Pour Béatrice Gaultier, infirmière dans un lycée de Montfort-sur-Meu, près de Rennes (Ille-et-Vilaine), «ces ivresses ne sont jamais anodines, d’autant plus qu’elles s’expriment à l’intérieur de l’établissement, c’est-à-dire dans une structure hiérarchisée, avec une autorité qui peut sanctionner». Le jeune recherche cette punition : «Sinon, il ne reviendrait pas en cours». «Le jeune transgresse pour se faire remarquer, pour attirer l’attention sur lui», analyse-t-elle. Ces ivresses ne sont souvent, selon elle, que des «conneries, des blagues un peu potaches». Mais ce cas de figure peut aussi être l’occasion de «faire émerger un problème plus profond : échec scolaire, problèmes familiaux, ennui à l’école, problèmes d’orientation»…
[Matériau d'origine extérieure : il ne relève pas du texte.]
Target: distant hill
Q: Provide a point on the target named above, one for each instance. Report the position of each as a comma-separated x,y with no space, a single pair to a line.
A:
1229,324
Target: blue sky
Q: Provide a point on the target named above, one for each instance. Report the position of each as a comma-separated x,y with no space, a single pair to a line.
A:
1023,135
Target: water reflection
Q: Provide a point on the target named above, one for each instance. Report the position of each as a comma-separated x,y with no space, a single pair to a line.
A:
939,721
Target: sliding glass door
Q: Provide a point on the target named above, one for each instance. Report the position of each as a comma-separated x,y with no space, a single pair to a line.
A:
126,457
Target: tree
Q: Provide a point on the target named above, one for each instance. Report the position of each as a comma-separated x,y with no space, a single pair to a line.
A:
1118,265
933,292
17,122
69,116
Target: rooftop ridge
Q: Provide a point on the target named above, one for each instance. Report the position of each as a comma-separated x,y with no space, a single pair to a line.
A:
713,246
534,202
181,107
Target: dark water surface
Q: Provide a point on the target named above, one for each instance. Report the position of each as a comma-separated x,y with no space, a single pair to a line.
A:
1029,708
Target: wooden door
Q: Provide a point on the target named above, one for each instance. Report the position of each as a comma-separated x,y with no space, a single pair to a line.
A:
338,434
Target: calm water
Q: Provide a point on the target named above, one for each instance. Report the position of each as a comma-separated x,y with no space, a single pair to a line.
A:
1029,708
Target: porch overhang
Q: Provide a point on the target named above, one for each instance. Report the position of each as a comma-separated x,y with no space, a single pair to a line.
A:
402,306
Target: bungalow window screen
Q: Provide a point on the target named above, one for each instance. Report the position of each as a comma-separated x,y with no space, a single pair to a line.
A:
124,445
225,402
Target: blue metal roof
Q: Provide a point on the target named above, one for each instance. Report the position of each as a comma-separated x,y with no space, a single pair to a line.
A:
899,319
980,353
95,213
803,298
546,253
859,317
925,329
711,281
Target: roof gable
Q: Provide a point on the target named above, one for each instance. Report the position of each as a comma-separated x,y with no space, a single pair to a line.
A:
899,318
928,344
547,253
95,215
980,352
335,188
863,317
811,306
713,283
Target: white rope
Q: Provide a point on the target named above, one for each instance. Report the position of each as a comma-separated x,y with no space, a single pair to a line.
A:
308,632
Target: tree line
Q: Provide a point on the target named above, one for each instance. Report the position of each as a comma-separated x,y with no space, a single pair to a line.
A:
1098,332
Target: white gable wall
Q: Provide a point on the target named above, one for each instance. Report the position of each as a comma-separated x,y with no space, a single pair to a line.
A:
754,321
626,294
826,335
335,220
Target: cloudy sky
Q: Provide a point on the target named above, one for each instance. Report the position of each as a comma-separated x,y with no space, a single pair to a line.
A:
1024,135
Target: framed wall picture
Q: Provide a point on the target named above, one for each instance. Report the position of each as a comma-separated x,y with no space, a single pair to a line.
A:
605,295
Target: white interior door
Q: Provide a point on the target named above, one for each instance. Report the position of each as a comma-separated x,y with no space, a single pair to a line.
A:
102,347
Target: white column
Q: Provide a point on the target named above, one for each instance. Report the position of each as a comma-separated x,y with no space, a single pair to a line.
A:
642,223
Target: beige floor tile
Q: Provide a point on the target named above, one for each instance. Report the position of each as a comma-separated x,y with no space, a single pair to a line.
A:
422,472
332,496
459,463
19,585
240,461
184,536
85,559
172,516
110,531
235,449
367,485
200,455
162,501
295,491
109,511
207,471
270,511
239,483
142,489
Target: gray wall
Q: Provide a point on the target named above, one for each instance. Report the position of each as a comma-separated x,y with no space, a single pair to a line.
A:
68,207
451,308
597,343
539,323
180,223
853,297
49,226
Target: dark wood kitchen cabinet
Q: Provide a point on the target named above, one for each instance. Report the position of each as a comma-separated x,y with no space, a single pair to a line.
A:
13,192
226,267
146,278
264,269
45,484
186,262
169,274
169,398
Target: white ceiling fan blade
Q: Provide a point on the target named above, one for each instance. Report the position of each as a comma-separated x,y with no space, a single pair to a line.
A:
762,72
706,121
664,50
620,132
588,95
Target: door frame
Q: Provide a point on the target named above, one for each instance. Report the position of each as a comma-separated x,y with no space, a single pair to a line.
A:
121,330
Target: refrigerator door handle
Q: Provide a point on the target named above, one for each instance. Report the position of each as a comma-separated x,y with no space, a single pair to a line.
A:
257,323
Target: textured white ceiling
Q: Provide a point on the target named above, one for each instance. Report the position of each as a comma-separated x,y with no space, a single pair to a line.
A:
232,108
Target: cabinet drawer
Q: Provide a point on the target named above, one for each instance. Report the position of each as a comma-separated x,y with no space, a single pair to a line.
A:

Même si certains enseignants assurent avoir conscience du malaise, pour le Snes, premier syndicat du secondaire, l’alcool à l’école n’est «pas un problème brûlant d’actualité». L’encadrement scolaire tend même à minimiser le phénomène. Car les ivresses ne se détectent que dans des cas extrêmes - agressivité, assoupissements, vomissements, ou comas éthyliques. «L’élève, bourré ou pas, s’il se tient tranquille en cours, on ne voit rien, reconnaît une enseignante de français. On n’a pas la même vision lorsqu’on est assis parmi les élèves que lorsqu’on est debout devant eux.»

Malaise. Rafael, élève de première littéraire à Fresnes (Val-de-Marne), confirme : «Soit les profs ne comprennent pas, soit ils ne voient pas. Il y en a peut-être qui font semblant de ne pas voir, et d’autres sont seulement plus naïfs…» Dans son établissement, «au moins trois ou quatre fois par semaine», des lycéens boivent avant d’aller en cours. «Ces ados ne sont pas nécessairement dans des phénomènes d’addiction, explique Mireille Pesso. Mais c’est une façon d’exister, d’éprouver ses limites, tout en se mettant en scène.» L’alcool au lycée n’est «pas non plus une tendance forte», tempère Béatrice Gaultier. «Ça dépend des établissements et de l’environnement social, familial, de la situation scolaire de l’élève…»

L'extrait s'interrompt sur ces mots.